Our graduate program is research led. We teach what we work on, and we encourage and help students to be free-ranging, intellectually voracious, and deeply analytical scholars in seminars and in their own research and discussions. The Politics curriculum centers on topics that cut across conventional categories of political life and the discipline of political science. Our faculty’s areas of particular strength include 1) oligarchy, autocracy, and fascism in relation to democratic theory and practice; 2) political economy and inequality in historical, theoretical, and ethnographic frameworks; 3) the history of international legal and political thought; 4) mobility, migration, and borders; and 5) interdisciplinary political methodologies.
The MA program, which offers both one- and two- year options, is an immersive experience in political inquiry that leads students to top doctoral programs and to careers in policy, government, activism, and NGOs. The selective Politics PhD program is home to award-winning students whose scholarship, public writing, and activism often go hand in hand. The department also has a joint Politics–Historical Studies PhD, which provides integrated training in social science and history.
All students are encouraged to work with and take seminars led by faculty in other departments and programs, including formally affiliated faculty. We see critically engaged methodologies, including political theoretic, qualitative, historical, and interpretive approaches, as an important foundation for persuasive, creative, and informed research in politics. At the same time, we remain focused on the substance and study of political life, rather than pursuing methodology for its own sake.
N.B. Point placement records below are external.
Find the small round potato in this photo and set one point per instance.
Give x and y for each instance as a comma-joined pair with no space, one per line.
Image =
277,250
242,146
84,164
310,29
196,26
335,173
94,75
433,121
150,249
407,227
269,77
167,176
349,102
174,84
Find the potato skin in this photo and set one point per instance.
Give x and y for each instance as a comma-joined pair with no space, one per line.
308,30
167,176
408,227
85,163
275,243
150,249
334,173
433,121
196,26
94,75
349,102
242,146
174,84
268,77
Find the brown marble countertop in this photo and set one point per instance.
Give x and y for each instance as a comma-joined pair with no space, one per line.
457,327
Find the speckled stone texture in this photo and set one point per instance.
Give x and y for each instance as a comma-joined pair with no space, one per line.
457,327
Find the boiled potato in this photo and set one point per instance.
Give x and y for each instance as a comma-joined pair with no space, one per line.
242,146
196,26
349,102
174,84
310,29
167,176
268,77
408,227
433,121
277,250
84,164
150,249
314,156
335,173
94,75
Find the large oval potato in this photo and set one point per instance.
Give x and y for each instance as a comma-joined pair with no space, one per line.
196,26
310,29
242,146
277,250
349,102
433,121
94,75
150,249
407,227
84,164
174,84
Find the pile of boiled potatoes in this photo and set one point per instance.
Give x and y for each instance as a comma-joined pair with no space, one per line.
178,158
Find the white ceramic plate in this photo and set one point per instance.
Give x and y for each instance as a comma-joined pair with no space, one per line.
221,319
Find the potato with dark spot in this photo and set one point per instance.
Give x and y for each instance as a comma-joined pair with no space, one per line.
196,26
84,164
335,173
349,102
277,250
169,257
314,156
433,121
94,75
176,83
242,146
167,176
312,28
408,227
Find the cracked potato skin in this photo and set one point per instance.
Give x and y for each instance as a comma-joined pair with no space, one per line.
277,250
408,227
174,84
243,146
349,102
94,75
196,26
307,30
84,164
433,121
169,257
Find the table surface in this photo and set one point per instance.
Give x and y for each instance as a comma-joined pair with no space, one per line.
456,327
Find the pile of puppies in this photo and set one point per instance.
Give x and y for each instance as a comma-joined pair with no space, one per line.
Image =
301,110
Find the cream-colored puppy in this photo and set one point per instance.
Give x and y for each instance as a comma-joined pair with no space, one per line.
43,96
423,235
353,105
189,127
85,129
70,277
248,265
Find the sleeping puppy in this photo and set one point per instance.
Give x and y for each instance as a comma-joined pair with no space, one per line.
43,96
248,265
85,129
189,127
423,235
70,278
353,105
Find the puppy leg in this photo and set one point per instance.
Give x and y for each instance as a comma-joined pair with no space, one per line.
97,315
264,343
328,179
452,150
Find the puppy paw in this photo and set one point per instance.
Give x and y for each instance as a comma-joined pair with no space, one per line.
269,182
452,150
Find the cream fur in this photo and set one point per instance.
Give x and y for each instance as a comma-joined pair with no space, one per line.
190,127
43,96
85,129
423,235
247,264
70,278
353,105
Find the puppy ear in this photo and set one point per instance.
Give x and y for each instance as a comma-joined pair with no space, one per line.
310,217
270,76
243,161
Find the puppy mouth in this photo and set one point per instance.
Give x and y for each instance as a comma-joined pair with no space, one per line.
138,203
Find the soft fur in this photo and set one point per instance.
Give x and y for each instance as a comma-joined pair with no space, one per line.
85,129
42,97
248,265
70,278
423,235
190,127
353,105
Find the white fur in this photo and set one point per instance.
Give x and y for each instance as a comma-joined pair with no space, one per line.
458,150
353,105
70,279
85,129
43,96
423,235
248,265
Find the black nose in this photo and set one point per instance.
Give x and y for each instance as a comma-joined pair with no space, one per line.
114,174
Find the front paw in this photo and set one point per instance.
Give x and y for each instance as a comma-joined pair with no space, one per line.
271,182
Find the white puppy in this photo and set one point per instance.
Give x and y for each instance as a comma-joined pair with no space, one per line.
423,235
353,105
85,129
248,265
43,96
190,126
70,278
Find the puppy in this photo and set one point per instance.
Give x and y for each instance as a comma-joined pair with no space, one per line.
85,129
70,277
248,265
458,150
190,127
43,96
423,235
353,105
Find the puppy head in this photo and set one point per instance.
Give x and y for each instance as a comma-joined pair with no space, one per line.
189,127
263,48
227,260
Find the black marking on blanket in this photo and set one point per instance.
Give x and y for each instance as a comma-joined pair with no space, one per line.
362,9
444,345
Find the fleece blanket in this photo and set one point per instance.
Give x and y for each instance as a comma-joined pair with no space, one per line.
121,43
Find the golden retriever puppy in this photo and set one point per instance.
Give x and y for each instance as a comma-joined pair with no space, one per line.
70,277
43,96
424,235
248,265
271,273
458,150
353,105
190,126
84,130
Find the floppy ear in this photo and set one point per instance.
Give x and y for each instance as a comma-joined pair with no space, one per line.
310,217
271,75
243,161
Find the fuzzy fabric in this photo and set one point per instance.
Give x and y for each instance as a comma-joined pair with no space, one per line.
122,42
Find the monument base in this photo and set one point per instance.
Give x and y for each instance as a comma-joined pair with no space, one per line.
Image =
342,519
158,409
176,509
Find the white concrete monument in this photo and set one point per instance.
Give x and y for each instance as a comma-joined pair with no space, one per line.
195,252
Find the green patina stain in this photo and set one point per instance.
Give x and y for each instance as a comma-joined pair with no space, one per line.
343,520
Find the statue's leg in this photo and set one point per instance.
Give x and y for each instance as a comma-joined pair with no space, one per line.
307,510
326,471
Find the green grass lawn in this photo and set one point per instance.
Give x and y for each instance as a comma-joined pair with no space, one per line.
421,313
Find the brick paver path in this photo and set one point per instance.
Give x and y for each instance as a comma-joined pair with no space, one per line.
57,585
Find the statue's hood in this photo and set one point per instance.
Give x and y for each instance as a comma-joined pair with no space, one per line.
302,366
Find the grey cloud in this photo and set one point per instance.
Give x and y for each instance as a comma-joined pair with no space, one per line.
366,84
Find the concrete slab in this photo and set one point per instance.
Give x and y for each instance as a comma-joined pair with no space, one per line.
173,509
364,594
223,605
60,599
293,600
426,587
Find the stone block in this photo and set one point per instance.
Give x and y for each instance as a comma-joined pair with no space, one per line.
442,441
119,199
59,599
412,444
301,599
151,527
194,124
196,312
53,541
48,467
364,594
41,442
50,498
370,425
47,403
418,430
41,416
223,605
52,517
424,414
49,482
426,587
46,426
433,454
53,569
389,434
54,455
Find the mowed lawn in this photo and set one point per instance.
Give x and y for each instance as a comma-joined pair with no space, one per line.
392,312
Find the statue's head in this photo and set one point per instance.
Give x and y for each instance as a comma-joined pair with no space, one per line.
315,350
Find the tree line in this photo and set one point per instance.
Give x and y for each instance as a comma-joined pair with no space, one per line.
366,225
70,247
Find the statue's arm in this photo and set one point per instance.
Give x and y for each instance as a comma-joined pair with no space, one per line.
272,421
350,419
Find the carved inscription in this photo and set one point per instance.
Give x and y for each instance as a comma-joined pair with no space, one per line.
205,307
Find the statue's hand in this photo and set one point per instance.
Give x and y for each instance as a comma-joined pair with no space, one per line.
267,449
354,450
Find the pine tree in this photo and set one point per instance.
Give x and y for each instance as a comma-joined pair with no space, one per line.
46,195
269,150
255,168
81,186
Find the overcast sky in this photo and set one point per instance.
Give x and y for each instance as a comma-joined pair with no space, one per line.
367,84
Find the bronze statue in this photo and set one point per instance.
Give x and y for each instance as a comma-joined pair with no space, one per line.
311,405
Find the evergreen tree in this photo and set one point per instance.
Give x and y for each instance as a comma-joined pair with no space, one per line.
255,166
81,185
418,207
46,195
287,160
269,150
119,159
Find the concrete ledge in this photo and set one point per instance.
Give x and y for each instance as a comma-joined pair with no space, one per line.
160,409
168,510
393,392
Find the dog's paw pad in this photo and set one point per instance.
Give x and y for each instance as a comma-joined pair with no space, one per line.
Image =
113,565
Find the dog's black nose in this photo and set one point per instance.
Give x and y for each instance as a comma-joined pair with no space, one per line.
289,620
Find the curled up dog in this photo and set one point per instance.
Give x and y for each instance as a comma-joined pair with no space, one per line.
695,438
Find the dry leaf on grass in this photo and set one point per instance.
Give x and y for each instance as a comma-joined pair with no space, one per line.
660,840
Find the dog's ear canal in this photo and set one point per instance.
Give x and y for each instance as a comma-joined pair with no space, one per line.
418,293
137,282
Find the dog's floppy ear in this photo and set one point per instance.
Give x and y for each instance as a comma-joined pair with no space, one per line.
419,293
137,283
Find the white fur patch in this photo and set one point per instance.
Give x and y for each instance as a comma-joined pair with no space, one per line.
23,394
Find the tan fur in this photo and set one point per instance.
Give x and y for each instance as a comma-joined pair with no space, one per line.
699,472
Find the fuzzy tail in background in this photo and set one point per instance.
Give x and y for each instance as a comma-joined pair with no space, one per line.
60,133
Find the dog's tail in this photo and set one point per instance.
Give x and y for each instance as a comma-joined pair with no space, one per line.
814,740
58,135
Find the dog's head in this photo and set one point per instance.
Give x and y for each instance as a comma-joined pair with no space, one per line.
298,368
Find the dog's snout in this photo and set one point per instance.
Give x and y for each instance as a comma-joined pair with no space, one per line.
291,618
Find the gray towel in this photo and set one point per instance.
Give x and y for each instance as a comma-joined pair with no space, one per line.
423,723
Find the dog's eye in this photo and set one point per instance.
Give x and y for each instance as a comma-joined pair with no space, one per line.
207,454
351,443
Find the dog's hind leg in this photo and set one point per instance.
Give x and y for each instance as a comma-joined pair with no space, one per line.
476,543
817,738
Workshops and events bringing together the intellectual community of the department are an important and regular part of our academic life. They include the Politics Speaker Series, the Theory Collective, and the Global Politics Workshop. Department faculty also help lead key interdisciplinary institutes at The New School, including the India China Institute, the Zolberg Institute on Migration and Mobility, and the Graduate Institute for Design, Ethnography, and Social Thought. These centers provide important venues for students to engage with intellectual discourse around the university. The Union of Political Science Students helps organize graduate intellectual exchange and graduate student social life.